Some of my analytic skills in functional decomposition draw from a systems analysis class I took getting my second college degree in computer science, and data analysis skills draw from my high school math number theory and college Boolean logic classes. But more of those systems analysis skills came out of my non-school experience playing and even developing complicated historical and sports simulation games and developing grassroots phone and street action campaigns for the National Organization for Women.

When I think of my creative skills (and some basic system skills), I think most of the endless hours of play in my youth (often collaborating with my brother Peter) with my plastic soldiers and dinosaurs, Lincoln Logs, Tinker Toys, wooden trains, etc, down in the basement of my family’s home. Years later, with my brother, developing fantasy sports leagues and dramatic championship series. Then also my years of designing lights and sets, adapting a novel (Lord of the Flies) for the stage, and collaborating with my youthful theater comrades on conceiving, designing and mounting this and other productions.

Both my kids had their version of my basement creative play experience, in a smaller venue (the living room or extra bedroom of our small house), with all sorts of good imagination play toys including figures, Legos, and again those wooden trains. Growing up in the information age, they had the tremendous additional nearly endless virtual venue of their Internet multi-player online gaming environment. One game Eric was into for a while took place in an entire virtual galaxy, with hundreds of populated worlds. Ah the flights of fantasy I could have had with that play environment (though there were few limits to my mind in my basement!)

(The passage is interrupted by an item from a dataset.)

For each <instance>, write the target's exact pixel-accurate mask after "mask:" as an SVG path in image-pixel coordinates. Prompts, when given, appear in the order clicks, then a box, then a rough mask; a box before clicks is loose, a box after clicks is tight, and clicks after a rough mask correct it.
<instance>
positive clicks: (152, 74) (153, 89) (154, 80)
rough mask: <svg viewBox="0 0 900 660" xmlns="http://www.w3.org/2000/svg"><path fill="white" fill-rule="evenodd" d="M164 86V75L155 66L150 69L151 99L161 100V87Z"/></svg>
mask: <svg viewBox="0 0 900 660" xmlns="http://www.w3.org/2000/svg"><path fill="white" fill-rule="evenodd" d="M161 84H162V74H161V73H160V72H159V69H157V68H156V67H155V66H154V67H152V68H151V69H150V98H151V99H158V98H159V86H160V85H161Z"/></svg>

I feel I developed most of my advanced people skills outside of the school environment, where there was no supervising adult managing the communication flow, where we kids had to communicate, choose pick-up-game team, adjudicate game-rules disputes, and otherwise fend for ourselves.

For my kids some were developed again online, participating in governance bodies and design teams associated with their role-playing game worlds. They both also had the wonderful Unitarian-Universalist high school youth community (YRUU) to develop their leadership and other people skills, as well as logistical skills (organizing youth conferences), some of which I am yet to develop.

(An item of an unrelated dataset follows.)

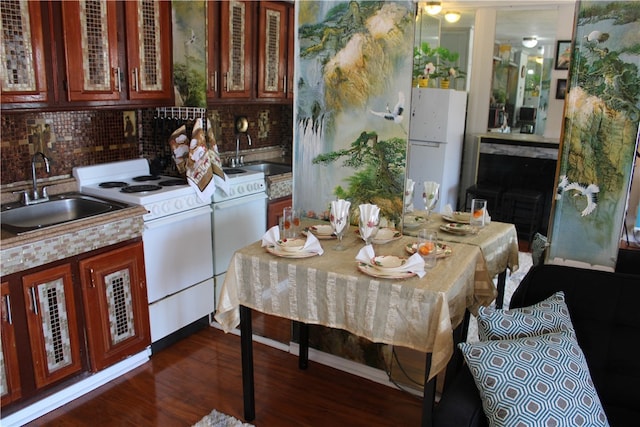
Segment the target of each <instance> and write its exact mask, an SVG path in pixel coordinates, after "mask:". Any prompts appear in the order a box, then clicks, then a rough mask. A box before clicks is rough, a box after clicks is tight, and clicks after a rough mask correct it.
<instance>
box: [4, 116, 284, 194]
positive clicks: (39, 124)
mask: <svg viewBox="0 0 640 427" xmlns="http://www.w3.org/2000/svg"><path fill="white" fill-rule="evenodd" d="M155 114H156V110H155V109H144V110H134V111H130V110H121V111H118V110H87V111H65V112H34V113H5V112H3V113H2V115H1V116H0V120H1V123H2V140H1V142H0V148H1V156H0V158H1V162H2V163H1V184H2V186H6V185H8V184H12V183H19V182H29V181H30V180H31V157H32V155H33V153H35V152H37V151H42V152H44V153H45V154H46V155H47V156H48V157H50V158H51V159H52V162H51V173H50V174H49V175H47V174H46V172H45V171H44V167H43V165H42V163H38V164H37V168H36V173H37V176H38V179H42V178H47V177H59V178H68V177H70V176H71V172H72V169H73V168H74V167H75V166H84V165H93V164H99V163H106V162H113V161H118V160H126V159H132V158H135V157H139V156H142V157H145V158H147V159H149V160H153V159H155V158H156V157H162V158H164V159H165V160H166V162H165V164H166V170H167V172H168V173H170V172H171V171H172V170H175V169H174V168H173V162H172V160H171V151H170V149H169V144H168V139H166V138H165V137H164V136H160V135H162V134H161V133H160V132H159V131H158V130H159V129H158V127H157V123H156V121H154V120H153V118H154V115H155ZM125 115H127V116H129V117H131V118H132V119H133V120H132V124H133V122H135V126H134V127H135V128H137V132H136V135H134V136H133V137H130V136H129V137H128V136H127V135H126V124H125V123H126V121H125ZM207 115H208V117H209V118H210V121H211V122H212V126H213V128H214V133H215V135H216V140H217V143H218V150H219V151H220V152H221V153H225V152H234V151H235V141H236V138H235V133H234V119H235V117H236V116H238V115H244V116H247V118H248V119H249V134H250V135H251V139H252V142H253V145H252V146H251V147H249V145H248V143H247V139H246V138H241V139H240V149H241V150H248V149H261V148H264V147H271V146H280V145H283V144H288V145H290V144H291V141H292V138H293V127H292V126H293V109H292V106H291V105H275V104H274V105H242V106H234V105H229V106H220V107H215V108H211V109H209V110H208V111H207Z"/></svg>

So now our daughter Emma at age 19, with only a 9th grade formal education, is a confident shift manager (one or two days a week) at her bakery restaurant, with three or four other team members (most older than her) working under her direction. She is also a budding science fiction and fantasy writer, nurtured by her years of online role-playing games.

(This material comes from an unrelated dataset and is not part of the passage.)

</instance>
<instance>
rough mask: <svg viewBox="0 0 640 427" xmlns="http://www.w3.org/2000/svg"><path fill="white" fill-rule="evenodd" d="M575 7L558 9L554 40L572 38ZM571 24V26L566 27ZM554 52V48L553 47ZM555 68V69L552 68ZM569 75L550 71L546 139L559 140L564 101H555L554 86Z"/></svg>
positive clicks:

Our son Eric, age 23, collaborated with three partners to start a business last year, “Techies”, repairing Apple computers and setting up and maintaining video editing workstations for entertainment production companies. It is still struggling mightily to survive in our current terrible economy exacerbated by the (finally) recently settled actors’ strike which affected their entertainment industry clients. Eric is the operations person, with the advanced people and facilitative skills to keep his partners efforts in sync, as well as being chiefly responsible for finances, logistics, personnel and procedures.

Again, my kids do not have the benefit of a college education or even a high school degree and all the benefits that efforts to those milestones can bring you. But they both are very entrepreneurial, creative, and think on their feet, and have developed tremendous self-confidence and self-esteem that they bring to everything they do. These are qualities in particular that I think their “unschooling” experience in their older youth (after leaving school) tends to foster.

And finally… I guess I’m guilty of being a proud parent bragging a bit too much about his kids… forgive me!